Compare MiniMax M2.7 and Deepseek v3.2 on key metrics including price, context length, throughput, and other model features.
MiniMax-M2.7 is a next-generation large language model built for autonomous, real-world productivity and continuous improvement. Designed to take an active role in its own development, M2.7 incorporates advanced agent capabilities through multi-agent collaboration, allowing it to plan, execute, and improve complex tasks across dynamic environments. Trained for production-level performance, M2.7 supports workflows such as live debugging, root cause analysis, financial modeling, and full document creation across Word, Excel, and PowerPoint. It delivers strong benchmark results, including 56.2% on SWE-Pro and 57.0% on Terminal Bench 2, while reaching 1495 ELO on GDPval-AA, setting a new benchmark for multi-agent systems in real-world digital workflows.

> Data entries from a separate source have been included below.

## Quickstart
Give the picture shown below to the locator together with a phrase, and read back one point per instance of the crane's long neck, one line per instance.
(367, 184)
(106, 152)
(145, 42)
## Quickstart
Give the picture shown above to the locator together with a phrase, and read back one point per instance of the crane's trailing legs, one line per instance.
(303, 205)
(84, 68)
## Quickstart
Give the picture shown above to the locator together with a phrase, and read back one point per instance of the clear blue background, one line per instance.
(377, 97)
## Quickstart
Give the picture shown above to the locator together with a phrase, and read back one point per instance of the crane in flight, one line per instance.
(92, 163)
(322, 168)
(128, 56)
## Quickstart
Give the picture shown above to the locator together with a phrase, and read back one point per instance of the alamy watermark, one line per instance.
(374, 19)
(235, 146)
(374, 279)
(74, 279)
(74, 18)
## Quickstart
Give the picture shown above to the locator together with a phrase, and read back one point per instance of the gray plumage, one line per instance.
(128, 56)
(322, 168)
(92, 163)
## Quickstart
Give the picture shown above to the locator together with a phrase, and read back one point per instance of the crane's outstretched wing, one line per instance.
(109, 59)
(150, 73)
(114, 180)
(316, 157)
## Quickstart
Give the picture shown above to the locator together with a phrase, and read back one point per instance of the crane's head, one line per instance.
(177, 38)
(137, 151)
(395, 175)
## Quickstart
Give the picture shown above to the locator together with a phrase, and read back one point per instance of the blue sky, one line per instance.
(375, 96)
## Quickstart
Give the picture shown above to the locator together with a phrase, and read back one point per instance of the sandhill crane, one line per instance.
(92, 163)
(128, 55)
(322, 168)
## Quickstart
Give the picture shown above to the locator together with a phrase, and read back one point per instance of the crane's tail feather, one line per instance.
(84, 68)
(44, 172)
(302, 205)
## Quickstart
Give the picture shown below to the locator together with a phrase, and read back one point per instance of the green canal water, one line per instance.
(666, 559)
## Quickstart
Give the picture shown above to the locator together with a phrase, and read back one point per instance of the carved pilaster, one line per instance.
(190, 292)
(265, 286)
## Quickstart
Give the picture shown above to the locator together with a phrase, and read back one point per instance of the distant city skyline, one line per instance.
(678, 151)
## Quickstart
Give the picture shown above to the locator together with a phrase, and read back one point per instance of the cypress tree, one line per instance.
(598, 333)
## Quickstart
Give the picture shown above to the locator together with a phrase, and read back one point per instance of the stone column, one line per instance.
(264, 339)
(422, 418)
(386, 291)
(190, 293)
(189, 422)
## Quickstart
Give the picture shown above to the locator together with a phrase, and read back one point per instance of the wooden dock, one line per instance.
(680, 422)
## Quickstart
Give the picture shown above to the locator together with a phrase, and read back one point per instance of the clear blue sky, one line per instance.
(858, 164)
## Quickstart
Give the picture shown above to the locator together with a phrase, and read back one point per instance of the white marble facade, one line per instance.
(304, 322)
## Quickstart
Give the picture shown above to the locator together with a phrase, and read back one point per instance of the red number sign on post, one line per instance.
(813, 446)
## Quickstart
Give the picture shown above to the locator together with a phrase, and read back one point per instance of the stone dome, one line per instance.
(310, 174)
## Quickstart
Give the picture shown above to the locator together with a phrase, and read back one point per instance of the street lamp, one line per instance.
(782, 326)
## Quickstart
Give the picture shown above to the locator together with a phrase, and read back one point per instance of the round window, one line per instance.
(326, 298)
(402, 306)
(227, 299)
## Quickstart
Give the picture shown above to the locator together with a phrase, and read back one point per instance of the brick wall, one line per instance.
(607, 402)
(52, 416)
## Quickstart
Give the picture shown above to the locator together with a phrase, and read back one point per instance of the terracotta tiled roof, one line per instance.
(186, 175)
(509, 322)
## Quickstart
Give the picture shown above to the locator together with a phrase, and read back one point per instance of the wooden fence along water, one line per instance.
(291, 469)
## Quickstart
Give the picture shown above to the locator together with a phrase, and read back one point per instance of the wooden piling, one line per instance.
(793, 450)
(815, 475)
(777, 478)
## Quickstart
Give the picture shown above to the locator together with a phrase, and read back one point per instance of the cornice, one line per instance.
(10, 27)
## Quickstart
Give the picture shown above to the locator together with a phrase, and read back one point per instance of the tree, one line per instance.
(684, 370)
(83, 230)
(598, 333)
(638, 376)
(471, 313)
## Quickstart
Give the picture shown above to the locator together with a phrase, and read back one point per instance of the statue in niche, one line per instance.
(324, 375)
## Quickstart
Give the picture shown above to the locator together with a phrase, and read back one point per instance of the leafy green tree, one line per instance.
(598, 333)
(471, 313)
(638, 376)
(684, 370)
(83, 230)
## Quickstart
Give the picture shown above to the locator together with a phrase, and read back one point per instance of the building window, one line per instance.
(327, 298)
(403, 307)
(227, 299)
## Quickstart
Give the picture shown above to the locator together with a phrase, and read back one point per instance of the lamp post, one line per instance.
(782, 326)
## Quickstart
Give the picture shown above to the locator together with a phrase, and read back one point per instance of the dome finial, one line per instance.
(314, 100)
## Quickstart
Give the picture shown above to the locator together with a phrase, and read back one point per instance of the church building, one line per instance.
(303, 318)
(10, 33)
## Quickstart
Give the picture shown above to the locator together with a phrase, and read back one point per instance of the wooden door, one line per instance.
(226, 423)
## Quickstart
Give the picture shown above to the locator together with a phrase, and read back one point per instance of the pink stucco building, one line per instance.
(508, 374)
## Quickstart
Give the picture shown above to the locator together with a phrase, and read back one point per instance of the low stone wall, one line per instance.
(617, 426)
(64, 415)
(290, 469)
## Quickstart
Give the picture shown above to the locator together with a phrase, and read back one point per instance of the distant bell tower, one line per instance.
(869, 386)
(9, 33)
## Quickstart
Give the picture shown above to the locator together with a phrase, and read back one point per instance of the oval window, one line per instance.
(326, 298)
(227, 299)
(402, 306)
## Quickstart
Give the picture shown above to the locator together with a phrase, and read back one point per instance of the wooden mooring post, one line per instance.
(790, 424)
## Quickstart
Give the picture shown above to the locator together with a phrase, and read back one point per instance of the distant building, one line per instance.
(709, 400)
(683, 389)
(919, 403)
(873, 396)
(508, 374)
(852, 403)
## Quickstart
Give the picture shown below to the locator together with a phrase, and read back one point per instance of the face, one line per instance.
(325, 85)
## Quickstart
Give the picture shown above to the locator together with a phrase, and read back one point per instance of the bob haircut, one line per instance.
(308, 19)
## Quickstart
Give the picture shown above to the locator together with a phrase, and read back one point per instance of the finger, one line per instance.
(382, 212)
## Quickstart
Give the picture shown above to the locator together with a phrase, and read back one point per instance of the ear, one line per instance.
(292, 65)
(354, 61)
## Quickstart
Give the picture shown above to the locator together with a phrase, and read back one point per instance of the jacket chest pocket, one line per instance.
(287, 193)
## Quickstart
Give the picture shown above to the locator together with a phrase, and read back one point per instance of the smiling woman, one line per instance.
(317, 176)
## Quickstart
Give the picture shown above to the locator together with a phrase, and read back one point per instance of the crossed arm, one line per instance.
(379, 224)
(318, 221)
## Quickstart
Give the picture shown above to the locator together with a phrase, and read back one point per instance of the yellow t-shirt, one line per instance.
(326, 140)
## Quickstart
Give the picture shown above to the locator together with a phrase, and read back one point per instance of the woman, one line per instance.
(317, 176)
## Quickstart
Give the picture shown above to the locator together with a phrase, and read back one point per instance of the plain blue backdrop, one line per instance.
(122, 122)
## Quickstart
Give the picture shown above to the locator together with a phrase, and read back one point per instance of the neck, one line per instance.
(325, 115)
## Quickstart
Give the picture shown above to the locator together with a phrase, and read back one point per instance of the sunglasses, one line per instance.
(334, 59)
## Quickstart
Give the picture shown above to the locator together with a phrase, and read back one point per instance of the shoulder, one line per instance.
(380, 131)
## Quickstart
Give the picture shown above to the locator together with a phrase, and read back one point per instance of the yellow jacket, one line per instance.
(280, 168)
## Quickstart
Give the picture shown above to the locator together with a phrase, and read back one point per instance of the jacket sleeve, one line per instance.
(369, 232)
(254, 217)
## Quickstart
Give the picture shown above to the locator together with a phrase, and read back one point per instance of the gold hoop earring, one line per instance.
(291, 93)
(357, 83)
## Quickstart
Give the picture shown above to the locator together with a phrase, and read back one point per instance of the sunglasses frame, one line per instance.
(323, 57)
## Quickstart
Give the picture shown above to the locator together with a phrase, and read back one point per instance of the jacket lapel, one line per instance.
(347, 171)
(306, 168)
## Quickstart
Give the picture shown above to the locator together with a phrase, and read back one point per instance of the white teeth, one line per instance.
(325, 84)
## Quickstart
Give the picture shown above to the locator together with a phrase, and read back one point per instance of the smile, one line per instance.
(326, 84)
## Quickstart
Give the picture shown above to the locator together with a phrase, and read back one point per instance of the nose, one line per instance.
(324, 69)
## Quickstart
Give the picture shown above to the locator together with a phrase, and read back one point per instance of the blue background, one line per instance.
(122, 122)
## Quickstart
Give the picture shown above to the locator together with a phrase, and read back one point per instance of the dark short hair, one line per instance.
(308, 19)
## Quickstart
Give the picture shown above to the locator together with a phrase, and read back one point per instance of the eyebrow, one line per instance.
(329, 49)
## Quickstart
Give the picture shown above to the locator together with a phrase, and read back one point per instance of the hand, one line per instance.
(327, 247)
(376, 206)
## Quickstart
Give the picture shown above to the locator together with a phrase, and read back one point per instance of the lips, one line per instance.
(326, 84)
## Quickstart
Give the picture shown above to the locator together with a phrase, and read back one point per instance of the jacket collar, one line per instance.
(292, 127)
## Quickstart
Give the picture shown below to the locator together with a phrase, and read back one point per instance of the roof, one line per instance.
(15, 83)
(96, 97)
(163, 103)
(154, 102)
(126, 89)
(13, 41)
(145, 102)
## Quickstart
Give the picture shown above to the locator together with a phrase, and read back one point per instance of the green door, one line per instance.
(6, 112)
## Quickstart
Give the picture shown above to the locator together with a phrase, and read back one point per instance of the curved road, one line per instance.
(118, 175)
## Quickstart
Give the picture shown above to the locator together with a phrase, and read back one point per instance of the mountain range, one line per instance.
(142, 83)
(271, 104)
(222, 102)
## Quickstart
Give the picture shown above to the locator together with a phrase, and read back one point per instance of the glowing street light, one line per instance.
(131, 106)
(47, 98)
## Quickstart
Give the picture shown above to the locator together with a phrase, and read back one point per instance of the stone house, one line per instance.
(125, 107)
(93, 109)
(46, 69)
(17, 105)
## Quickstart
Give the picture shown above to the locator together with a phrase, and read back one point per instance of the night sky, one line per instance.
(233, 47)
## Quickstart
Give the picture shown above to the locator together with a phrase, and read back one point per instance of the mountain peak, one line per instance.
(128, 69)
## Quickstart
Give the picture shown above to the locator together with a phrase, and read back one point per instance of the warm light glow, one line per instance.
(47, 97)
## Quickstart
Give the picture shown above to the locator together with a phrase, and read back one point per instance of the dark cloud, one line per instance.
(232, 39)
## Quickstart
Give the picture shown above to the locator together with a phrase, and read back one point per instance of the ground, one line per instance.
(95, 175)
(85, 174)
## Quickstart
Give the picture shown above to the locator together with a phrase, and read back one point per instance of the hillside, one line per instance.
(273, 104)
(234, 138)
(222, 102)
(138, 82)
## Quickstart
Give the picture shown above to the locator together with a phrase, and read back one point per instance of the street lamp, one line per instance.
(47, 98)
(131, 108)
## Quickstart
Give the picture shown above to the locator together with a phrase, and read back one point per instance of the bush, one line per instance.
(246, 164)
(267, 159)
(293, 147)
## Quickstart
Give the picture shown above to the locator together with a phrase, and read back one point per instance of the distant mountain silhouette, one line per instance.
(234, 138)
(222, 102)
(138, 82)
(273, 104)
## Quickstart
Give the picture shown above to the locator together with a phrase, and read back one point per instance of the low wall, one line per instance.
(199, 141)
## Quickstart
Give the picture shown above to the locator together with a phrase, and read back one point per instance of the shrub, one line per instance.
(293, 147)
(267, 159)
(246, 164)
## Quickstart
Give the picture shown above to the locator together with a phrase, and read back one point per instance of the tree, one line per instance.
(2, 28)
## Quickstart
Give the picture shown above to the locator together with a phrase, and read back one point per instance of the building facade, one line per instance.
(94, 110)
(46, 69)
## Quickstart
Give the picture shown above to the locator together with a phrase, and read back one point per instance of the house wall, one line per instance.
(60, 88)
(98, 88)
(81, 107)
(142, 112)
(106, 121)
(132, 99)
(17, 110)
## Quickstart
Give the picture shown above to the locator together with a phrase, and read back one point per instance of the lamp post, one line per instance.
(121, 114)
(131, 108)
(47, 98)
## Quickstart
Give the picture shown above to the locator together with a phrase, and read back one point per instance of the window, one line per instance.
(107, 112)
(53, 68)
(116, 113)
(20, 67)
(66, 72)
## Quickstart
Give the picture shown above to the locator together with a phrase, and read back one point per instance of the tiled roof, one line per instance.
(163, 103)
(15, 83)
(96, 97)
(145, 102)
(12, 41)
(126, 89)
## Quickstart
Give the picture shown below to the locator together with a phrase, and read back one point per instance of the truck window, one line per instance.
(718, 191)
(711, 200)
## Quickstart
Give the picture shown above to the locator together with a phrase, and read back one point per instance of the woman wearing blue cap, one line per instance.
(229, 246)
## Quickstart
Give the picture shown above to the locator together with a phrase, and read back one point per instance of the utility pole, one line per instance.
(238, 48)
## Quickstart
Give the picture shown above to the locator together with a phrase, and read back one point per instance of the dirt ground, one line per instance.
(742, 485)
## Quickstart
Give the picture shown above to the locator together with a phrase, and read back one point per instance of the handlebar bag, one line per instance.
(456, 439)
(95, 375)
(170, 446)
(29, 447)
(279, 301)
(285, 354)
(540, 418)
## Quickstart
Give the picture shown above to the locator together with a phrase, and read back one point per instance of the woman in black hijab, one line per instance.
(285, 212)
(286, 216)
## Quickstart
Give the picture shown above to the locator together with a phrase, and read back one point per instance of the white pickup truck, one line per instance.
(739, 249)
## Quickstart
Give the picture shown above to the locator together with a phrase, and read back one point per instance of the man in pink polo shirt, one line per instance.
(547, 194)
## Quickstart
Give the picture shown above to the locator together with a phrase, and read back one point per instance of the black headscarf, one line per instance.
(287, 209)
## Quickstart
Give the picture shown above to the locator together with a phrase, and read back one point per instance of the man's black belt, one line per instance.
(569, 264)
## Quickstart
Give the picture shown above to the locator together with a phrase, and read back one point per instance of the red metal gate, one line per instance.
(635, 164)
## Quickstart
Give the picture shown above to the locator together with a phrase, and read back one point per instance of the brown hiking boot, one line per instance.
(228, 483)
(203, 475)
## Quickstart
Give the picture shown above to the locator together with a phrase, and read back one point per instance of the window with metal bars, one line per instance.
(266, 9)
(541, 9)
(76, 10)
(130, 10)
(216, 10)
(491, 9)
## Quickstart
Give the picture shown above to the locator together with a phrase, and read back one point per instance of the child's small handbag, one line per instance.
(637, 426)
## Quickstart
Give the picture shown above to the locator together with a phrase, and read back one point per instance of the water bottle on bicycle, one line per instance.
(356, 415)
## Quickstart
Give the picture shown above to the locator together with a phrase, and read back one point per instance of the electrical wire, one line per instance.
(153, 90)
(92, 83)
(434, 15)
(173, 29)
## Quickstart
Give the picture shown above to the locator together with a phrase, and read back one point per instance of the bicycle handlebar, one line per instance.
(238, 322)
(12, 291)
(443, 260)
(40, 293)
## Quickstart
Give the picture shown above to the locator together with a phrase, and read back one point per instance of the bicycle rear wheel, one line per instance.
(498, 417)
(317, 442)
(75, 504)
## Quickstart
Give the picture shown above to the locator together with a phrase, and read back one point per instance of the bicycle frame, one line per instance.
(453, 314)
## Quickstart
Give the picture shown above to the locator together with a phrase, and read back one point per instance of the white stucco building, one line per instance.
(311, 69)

DeepSeek-V3.2 is a large language model optimized for high computational efficiency and strong tool-use reasoning. It features DeepSeek Sparse Attention (DSA), a mechanism that lowers training and inference costs while maintaining quality in long-context tasks. A scalable reinforcement learning post-training framework further enhances reasoning, achieving performance comparable to GPT-5 and earning top results on the 2025 IMO and IOI. V3.2 also leverages large-scale agentic task synthesis to improve reasoning in practical tool-use scenarios, boosting its generalization and compliance in interactive environments.